Ten percent of midsize to large-cabin business jets in the Asia Pacific region are 20 years old or older while 5 percent are at least 30 years old, according to fresh analysis of JetNet data by Global Jet Capital. According to the U.S.-based financial services company, the average age of a business jet in this part of the world is 16 years old.
The company’s research shows that 51 midsize jets (23 percent) in the Asia Pacific are at least 20 years old, while 28 large-cabin jets (4 percent) and 16 bizliners (20 percent) are similarly aged. Of these, 34 midsize jets (15 percent) are more than 30 years old, while only five large-cabin jets (0.7 percent) and seven bizliners (8.6 percent) fall into this geriatric category.
Global Jet Capital said that since business jet owners are considering upgrading their aircraft, there is a significant market in this region, where up to 80 percent of the funding used to purchase aircraft is acquired externally. Midsize to large-cabin business jets cost between $25 million and $75 million each.

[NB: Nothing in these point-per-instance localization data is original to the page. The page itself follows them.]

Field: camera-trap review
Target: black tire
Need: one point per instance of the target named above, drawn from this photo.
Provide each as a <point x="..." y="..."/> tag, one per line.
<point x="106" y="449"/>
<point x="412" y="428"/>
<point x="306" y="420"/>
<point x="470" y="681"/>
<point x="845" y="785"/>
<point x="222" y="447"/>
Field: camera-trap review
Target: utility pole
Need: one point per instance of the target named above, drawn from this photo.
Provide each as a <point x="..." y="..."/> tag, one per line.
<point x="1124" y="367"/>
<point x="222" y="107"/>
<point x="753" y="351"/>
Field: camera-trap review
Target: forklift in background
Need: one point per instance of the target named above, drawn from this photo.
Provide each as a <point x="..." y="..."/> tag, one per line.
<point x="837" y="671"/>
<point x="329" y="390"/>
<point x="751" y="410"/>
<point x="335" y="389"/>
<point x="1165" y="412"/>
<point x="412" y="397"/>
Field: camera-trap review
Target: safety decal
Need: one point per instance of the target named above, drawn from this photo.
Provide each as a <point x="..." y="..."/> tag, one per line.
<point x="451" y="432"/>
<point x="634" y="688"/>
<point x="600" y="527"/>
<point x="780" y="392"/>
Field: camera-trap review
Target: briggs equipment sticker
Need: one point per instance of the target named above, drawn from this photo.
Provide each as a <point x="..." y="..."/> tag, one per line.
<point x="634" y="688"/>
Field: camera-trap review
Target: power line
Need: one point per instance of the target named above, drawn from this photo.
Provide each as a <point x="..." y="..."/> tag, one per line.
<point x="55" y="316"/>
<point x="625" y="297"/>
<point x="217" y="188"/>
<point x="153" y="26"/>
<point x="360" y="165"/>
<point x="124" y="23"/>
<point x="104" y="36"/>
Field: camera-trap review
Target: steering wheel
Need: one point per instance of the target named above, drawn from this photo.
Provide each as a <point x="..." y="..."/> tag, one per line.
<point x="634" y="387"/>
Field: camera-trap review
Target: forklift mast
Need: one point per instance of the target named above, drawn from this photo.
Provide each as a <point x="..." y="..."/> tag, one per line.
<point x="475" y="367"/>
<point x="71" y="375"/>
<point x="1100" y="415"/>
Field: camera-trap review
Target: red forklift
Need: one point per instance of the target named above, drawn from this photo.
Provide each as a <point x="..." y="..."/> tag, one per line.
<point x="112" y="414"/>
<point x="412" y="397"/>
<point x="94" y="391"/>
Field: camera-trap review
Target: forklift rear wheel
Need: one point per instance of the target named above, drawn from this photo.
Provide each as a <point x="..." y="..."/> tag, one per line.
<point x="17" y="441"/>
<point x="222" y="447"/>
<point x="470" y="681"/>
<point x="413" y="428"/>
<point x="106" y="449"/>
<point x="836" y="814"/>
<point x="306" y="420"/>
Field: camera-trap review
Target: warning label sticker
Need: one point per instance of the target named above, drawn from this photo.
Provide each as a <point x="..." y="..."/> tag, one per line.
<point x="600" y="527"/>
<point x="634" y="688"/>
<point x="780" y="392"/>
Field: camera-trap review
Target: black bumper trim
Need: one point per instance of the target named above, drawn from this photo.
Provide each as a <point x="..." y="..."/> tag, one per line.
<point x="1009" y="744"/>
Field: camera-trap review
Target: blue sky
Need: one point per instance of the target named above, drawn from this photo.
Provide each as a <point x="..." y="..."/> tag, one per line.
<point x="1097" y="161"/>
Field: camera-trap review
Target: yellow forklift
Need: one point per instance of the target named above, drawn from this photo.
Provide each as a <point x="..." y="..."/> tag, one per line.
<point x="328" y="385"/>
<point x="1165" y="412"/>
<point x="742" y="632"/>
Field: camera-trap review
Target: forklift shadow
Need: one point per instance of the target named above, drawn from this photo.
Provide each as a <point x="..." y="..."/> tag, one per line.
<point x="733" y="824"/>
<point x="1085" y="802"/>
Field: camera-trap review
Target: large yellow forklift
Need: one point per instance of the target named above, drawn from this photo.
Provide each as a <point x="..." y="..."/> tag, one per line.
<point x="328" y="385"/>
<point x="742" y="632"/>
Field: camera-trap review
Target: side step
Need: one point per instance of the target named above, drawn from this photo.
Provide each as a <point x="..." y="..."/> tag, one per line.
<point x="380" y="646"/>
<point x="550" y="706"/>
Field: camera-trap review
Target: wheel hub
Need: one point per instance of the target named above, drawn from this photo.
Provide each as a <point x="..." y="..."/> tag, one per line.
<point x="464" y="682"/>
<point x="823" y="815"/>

“A number of owners of these older midsize to large-cabin jets in Asia Pacific will be looking to sell and upgrade to newer aircraft,” said Leona Qi, managing director of Global Jet Capital. “We have significant funds available to lend to them and other clients around the world.”
Again drawing on JetNet data, Global Jet Capital also reported that 386 midsize to large-cabin jets were delivered to Asia Pacific customers between 2011 and 2015, with a combined value of more than $19.3 billion. The largest number of business jet deliveries during this period was to mainland China at 196, followed by Hong Kong (68), India (23) and Singapore (15).
Overall, there were 51-percent more aircraft deliveries in these categories across the Asia Pacific, compared to the 2006-2010 time frame. On the same timeline, China achieved 292-percent growth, while India growth dipped by 52 percent and delivery rates also declined in Australia (-52 percent), Malaysia (-38 percent), Indonesia (-21 percent), the Philippines (-20 percent) and Thailand (-27 percent).